Hall’s BBC Executive Board Climate Change Links

Hall’s BBC Executive Board Climate Change Links

Rona Fairhead, who David Cameron has parachuted in as new chairman of the BBC, is being grilled about her approach to the role by the Commons Culture and Sport Committee on Tuesday – and already questions of conflict of interest are being asked.

A former chief executive of the Financial Times group, she still owns a tranche of shares in parent company Pearson worth around £4.5m – and the BBC commercial arm BBC Worldwide has a deal with Pearson which involves the Corporation promoting  some of its educational products. No doubt the BBC’s spin doctors will come up with reasons why that’s perfectly OK.

Actually, her appointment may be smoke and mirrors and almost an irrelevance. The real power in the Corporation is vested in the Executive Management Board. It takes the day-to-day decisions about how its run.

The Trustees (of whom Fairhead will be chairman)   is supposed to be the BBC watchdog, but since its inception in 2007 has in reality been pretty ineffective and packed with left-leaning climate change alarmists such as Alison Hastings and Diana Coyle.

Under former chairman Lord Patten, they pretty much sat on their hands while former Director General Mark Thompson presided over a bean feast of eye-wateringly massive pay-outs to departing executives, embarked on lunatic  new technology projects that cost licence-fee payers more than £100m, and also spectacularly failed to act as senior Corporation editorial managers effectively suppressed the Savile story.

The executive management board is made up of a core senior BBC executives, such as former director of news Helen Boaden, who rather than being sacked,  was moved sideways to Managing Director radio after huge question marks were raised about her conduct in the Savile cover-up.

But the board also has a range of outside non-executive and it is here that Director General Tony Hall has been making a raft of appointments that show how the BBC is likely to conduct itself in the crucial build-up to 2017 Charter renewal, and who are likely to be far more important in the shaping of BBC conduct.

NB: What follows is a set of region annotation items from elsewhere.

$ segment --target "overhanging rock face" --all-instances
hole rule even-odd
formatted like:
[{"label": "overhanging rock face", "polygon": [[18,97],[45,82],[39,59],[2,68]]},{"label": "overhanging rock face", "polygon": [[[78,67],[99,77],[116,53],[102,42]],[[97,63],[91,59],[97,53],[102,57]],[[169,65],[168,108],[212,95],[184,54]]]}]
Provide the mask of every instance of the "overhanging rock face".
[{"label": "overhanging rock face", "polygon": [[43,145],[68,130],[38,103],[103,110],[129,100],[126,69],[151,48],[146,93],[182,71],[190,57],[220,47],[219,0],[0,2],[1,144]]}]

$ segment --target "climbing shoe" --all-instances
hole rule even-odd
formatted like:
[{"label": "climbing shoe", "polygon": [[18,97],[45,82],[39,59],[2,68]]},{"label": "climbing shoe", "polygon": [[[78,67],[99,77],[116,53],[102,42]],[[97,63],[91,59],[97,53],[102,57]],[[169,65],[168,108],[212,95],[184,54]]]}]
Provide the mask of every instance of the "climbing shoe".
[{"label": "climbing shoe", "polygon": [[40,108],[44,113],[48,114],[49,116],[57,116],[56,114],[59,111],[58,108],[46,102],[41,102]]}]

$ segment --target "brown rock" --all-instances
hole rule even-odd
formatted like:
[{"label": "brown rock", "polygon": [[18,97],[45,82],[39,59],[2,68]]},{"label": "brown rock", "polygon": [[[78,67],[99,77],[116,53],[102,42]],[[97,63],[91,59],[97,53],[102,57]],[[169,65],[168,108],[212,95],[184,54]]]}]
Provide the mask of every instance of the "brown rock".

Who are these people? A mixed bag of fiercely independent minds?  Well no.

Step forward  Sir Nicholas Hytner, Alice Perkins, Dame Fiona Reynolds, Sir Howard Stringer, and Simon Burke.

All, it is true, have impressive-sounding career paths. Hytner is the former director of the National  Theatre; Stringer  a former president of CBS, the US terrestrial broadcaster, and Sony, the Japanese conglomerate; Perkins is Chairman of the Post Office; Reynolds is a former Director General of the National Trust;   and Burke, a retailer, has a career that started with Richard Branson’s Virgin and he is now a director of the Co-op Food division.

But scratch the surface, and familiar alarm bells start clanging immediately.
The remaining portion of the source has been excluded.